Several days ago I started work on the boiler for the model steam shovel. It needed to be 5" diameter to be scale size, and I was able to find a piece of 5" seamless tubing down at the plant where I use to work. Real good stuff. Only the wall was so thick it about broke my arm to pick it up. It would probably withstand several thousand pounds per square inch internal pressure which was also a bit more than I needed, so I decided to bore it out until I had a more reasonable wall thickness and get rid of some of the weight. My standard steady rest would not accommodate the 5" diameter so I rigged up a Rube Goldberg type steady rest from some pieces of flat bar stock that was laying around. I did not even cut the pieces to length. For contact supports I used skate board bearings. (Those kids will learn not to leave their skate boards laying around unattended)

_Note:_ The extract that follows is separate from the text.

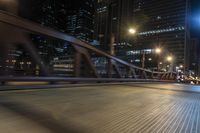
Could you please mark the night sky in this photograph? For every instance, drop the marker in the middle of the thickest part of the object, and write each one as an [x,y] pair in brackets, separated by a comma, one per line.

The bottom ends of the bars are bolted to a 3/4" plate that is clamped to the bed, but as you can see the upper ends are just clamped together with some sturdy C-clamps. The boring bar was only long enough to reach half way through, and when this picture was taken one end had already been bored out and the boiler tube flipped end for end and a couple passes had been made in the second end. The whole operation went very smoothly from start to finish, and the thing has been tore down and put back on the metals rack.
  It is such a simple thing that I hesitate even posting it, but perhaps someone will pick up and idea that they can use sometime.
        Birk


----------



## Powder keg (Mar 2, 2008)

I like that! Using what you have to get the job done. It would also make a good adjustable steady if it was made more permanent. Would make a handy tool. Thanks for sharing)

Later, Wes


----------



## Bernd (Mar 2, 2008)

That one deserved a "karma". 

It always helps when someone else tests the water on such ideas.

Greaty idea there Birk. I bow to you. :bow: 

Bernd


----------



## rake60 (Mar 2, 2008)

Great Idea Birk!


----------



## tattoomike68 (Mar 2, 2008)

Thats slick. on size fits all.


----------



## Don Huseman (Mar 4, 2008)

are you going to use a boiler feed pump on your boiler? How are you going to activate the boiler feed pump, if you use one.


----------



## Oldmechthings (Mar 5, 2008)

Don
I'll build a hand feed pump.
     Birk


----------